L’atteggiamento di papa Benedetto XVI sta provocando giuste ire tra le comunità islamiche a causa dell’infelice citazione di un imperatore bizantino del secolo XIV il quale diceva "Mostrami pure ciò che Maometto ha portato di nuovo, e vi troverai soltanto delle cose cattive e disumane, come la sua direttiva di diffondere per mezzo della spada la fede che egli predicava". Ma ha anche provocato scandalo  e vergogna ai cristiani. La citazione è totalmente inopportuna. Sa molto bene il Papa dello scontro ora esistente tra Islam e Occidente che fa la guerra all’Afghanistan e all’Iraq e che apertamente appoggia la causa israeliana contro la palestinese, a maggioranza islamica. In questo contesto la citazione allinea il Papa alle strategie belliche dell’Occidente. Come non irritarsi per questa atteggiamento? Per noi cristiani l’atteggiamento del Papa ci lascia perplessi perché è nell’essenza della fede cristiana perdonare e affermare come il poverello di Assisi "dove c’è offesa che io porti il perdono". Non volendo perdonare il Papa legittima tutti coloro che non vogliono chiedere perdono né nella vita quotidiana, né ai negri schiavizzati per secoli, né ai sopravvissuti degli indigeni che decimiamo.

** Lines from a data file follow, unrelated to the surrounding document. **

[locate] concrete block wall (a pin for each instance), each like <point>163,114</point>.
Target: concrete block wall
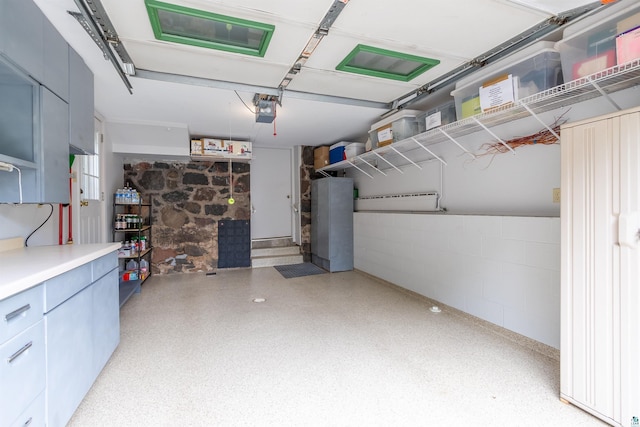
<point>503,269</point>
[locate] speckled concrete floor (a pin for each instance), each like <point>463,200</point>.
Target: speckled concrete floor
<point>337,349</point>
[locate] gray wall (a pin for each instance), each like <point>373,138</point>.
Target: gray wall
<point>495,252</point>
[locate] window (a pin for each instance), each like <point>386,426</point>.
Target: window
<point>194,27</point>
<point>387,64</point>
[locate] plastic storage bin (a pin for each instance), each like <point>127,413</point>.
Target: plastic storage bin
<point>534,69</point>
<point>441,115</point>
<point>354,149</point>
<point>336,152</point>
<point>394,128</point>
<point>589,45</point>
<point>321,157</point>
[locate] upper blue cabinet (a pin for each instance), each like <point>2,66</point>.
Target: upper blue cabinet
<point>81,108</point>
<point>56,62</point>
<point>22,35</point>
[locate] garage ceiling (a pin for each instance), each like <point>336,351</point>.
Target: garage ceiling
<point>211,91</point>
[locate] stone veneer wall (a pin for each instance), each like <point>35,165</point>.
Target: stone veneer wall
<point>189,199</point>
<point>307,173</point>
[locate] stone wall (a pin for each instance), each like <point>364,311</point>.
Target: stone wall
<point>307,173</point>
<point>188,200</point>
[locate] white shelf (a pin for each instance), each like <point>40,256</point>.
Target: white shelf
<point>415,150</point>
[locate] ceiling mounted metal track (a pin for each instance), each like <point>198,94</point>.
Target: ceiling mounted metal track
<point>516,43</point>
<point>220,84</point>
<point>93,18</point>
<point>316,38</point>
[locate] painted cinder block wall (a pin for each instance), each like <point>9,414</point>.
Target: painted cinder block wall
<point>495,252</point>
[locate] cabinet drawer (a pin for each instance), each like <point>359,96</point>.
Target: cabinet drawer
<point>62,287</point>
<point>22,369</point>
<point>19,312</point>
<point>33,415</point>
<point>103,265</point>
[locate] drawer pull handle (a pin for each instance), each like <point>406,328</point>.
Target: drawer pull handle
<point>17,354</point>
<point>17,312</point>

Se il Papa non fa ufficialmente un atto di colpa, ci da un cattivo esempio. Non compie il mandato del Signore di "confermare i fratelli e le sorelle nella fede".

Ma questo suo gesto non è isolato. Come Cardinale si oppose all’entrata della Turchia nella Comunità Europea per il semplice fatto che è a maggioranza mussulmana. Poco tempo fa ha soppresso in Vaticano l’istanza che promuoveva il dialogo Cristiano-Islamico. Nel documento Dominus Jesus, di cui è autore, del 15 settembre 2000, uno dei testi più fondamentalisti degli ultimi secoli afferma che "l’unica religione vera è la Chiesa Romana Cattolica" e che " i seguaci delle altre religioni oggettivamente si incontrano, relativamente alla salvezza, in una situazione gravemente deficitaria". Non ha senso l’incontro con le altre religioni perché "è contrario alla fede cattolica  considerare la Chiesa come una via di salvezza a fianco di altre". Da questo assunto, non causa stranezza il suo discorso all’Università di Ratisbona.  Stando così, non sarebbe più degno per il Papa chiedere chiaramente perdono per le incomprensioni che ha provocato involontariamente? Perché non lo fa?

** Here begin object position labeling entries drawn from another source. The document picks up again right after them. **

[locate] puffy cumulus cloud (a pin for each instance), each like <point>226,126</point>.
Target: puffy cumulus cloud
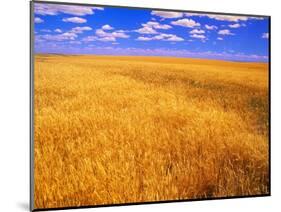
<point>58,37</point>
<point>225,32</point>
<point>58,30</point>
<point>146,30</point>
<point>265,35</point>
<point>55,9</point>
<point>45,30</point>
<point>167,14</point>
<point>162,36</point>
<point>101,35</point>
<point>38,20</point>
<point>197,31</point>
<point>210,27</point>
<point>234,25</point>
<point>76,20</point>
<point>198,36</point>
<point>107,27</point>
<point>186,23</point>
<point>156,25</point>
<point>141,38</point>
<point>78,30</point>
<point>230,18</point>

Per capirlo, bisogna comprendere l’ideologia infallibilista che vige in Vaticano e in generale nella Chiesa. Secondo questa, il Papa non può sbagliare, nonostante il dogma dell’infallibilità sia molto ristretto. Afferma che il Papa è infallibile solamente in situazioni bene delimitate, godendo allora, personalmente, di quella infallibilità che è di tutta la Chiesa. Ma l’ideologia infallibilista attribuisce forma legittima di infallibilità a tutte le parole del Papa. Se egli chiede perdono, confessa di aver sbagliato, quello che l’infallibilità non gli consente.

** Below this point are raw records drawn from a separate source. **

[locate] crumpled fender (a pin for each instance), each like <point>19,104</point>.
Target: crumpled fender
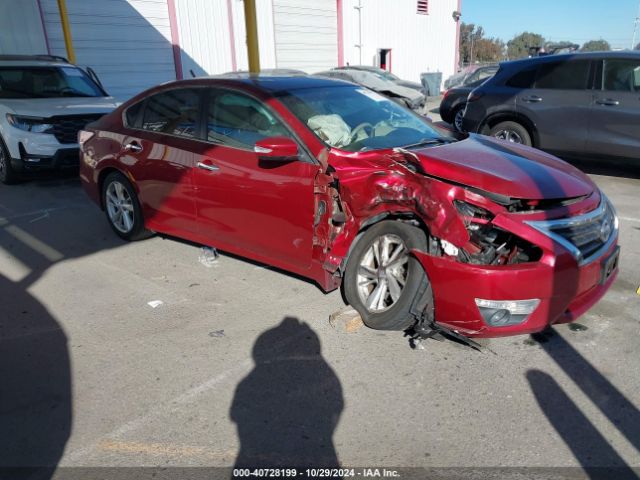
<point>369,195</point>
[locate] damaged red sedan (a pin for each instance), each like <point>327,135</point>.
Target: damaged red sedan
<point>338,184</point>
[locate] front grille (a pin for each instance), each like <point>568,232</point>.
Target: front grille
<point>584,235</point>
<point>65,128</point>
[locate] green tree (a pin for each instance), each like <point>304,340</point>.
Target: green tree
<point>518,46</point>
<point>596,46</point>
<point>475,48</point>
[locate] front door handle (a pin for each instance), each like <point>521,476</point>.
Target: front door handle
<point>610,102</point>
<point>208,166</point>
<point>133,147</point>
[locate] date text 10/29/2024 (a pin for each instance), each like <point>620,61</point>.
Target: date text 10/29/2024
<point>315,472</point>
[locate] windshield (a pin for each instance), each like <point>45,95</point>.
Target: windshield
<point>46,82</point>
<point>358,119</point>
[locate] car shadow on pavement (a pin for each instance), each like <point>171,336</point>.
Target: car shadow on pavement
<point>35,384</point>
<point>287,408</point>
<point>609,168</point>
<point>589,446</point>
<point>42,224</point>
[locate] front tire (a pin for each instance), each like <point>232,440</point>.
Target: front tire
<point>458,115</point>
<point>122,207</point>
<point>383,281</point>
<point>511,132</point>
<point>7,175</point>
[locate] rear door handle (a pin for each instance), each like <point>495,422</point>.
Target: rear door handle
<point>133,147</point>
<point>208,166</point>
<point>610,102</point>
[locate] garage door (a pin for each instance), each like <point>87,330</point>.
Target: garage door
<point>128,43</point>
<point>306,34</point>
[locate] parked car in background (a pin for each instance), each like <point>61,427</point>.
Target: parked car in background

Funziona nella testa di Benedetto XVI il despotismo papale formulato ancora nel 1302  da Bonifacio VIII che recitava: "per ogni creatura umana è assolutamente necessario, per la sua salvezza, essere sottomessa al Papa di Roma." Ciò non è stato abolito nemmeno dal Concilio Vaticano II del 1964. Fu introdotta nei testi una "nota esplicativa preliminare" dove si riafferma che il Papa può sempre agire "secondo il suo parere personale" come nominare vescovi, stabilire norme e stabilire politiche ecclesiali. In altre parole: un Papa può autonomamente decidere tutto; un miliardo di cattolici uniti non possono decidere niente. Questo assolutismo ci fa capire le ragioni del Papa nel non chiedere perdono.
19/9/2006

Leonardo Boff è uno dei maggiori teologi brasiliani.